AI Data Labeler
TLDR
Contributes ground-truth annotations and QA for Mashgin's computer vision system, assessing model predictions and hardware/software performance on a short-term, flexible-hours contract.
Data Annotation
• Label images and video frames with bounding boxes, polygons, segmentation masks, and SKU-level classifications.
• Annotate edge cases, including occlusion, overlapping items, glare, motion blur, and unusual product orientations.
• Maintain consistency against the labeling taxonomy and follow detailed annotation guidelines.
• Tag training, validation, and test data to support model development and evaluation.
Quality Assurance
• Compare model predictions to ground-truth labels and document failure modes.
• Audit annotations from peers and contractors to enforce inter-annotator agreement.
• Flag systemic issues such as recurring misclassifications, mislabeled SKUs, or low-quality captures.
• Review confusion matrices and error reports with the ML team to prioritize fixes.

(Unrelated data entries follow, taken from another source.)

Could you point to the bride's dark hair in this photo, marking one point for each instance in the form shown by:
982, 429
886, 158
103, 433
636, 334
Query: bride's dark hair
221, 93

Hardware & Software Validation
• Identify capture issues that indicate hardware problems: blurry frames, poor lighting, color shifts, dropped frames, or camera misalignment.
• Test devices in lab and field conditions to confirm image quality and end-to-end checkout accuracy.
• Reproduce and document software bugs surfaced by labeling workflows or production telemetry.
• Partner with hardware and software engineers to validate fixes and run regression checks.
Process & Communication
• Maintain and refine internal labeling guidelines as new SKUs, packaging, and edge cases emerge.
• Write concise reports summarizing labeling trends, error patterns, and recommendations.
• Collaborate cross-functionally with ML engineers, hardware engineers, product, and operations.
• 2+ years of experience labeling data for computer vision, robotics, autonomous vehicles, or medical imaging.
• Exceptional attention to detail and high tolerance for repetitive, precision-oriented work.
• Experience with annotation tools such as CVAT, Labelbox, SuperAnnotate, Scale, or in-house tooling.
• Comfort following detailed written guidelines and documenting ambiguous cases instead of guessing.
• Strong written communication for clear, structured QA reports and Slack updates.
• Comfort working with images and video from physical devices, and reasoning about visual edge cases.
• Prior experience labeling data for computer vision, robotics, autonomous vehicles, or medical imaging.
• Working knowledge of ML evaluation concepts such as precision, recall, IoU, and confusion matrices.
• Experience with hardware troubleshooting, QA processes, or lab environments.
• Background in roles requiring meticulous inspection (e.g., QA, lab work, manufacturing inspection).
Benefits
Flexible Work Hours
flexible hours!
Paid Time Off
time-off during holidays
Mashgin builds an AI-driven checkout platform that offers a seamless transaction experience, processing orders in under a second for over 40 million users. Their technology caters to various industries, ensuring efficient and quick order fulfillment while driving real-world impact.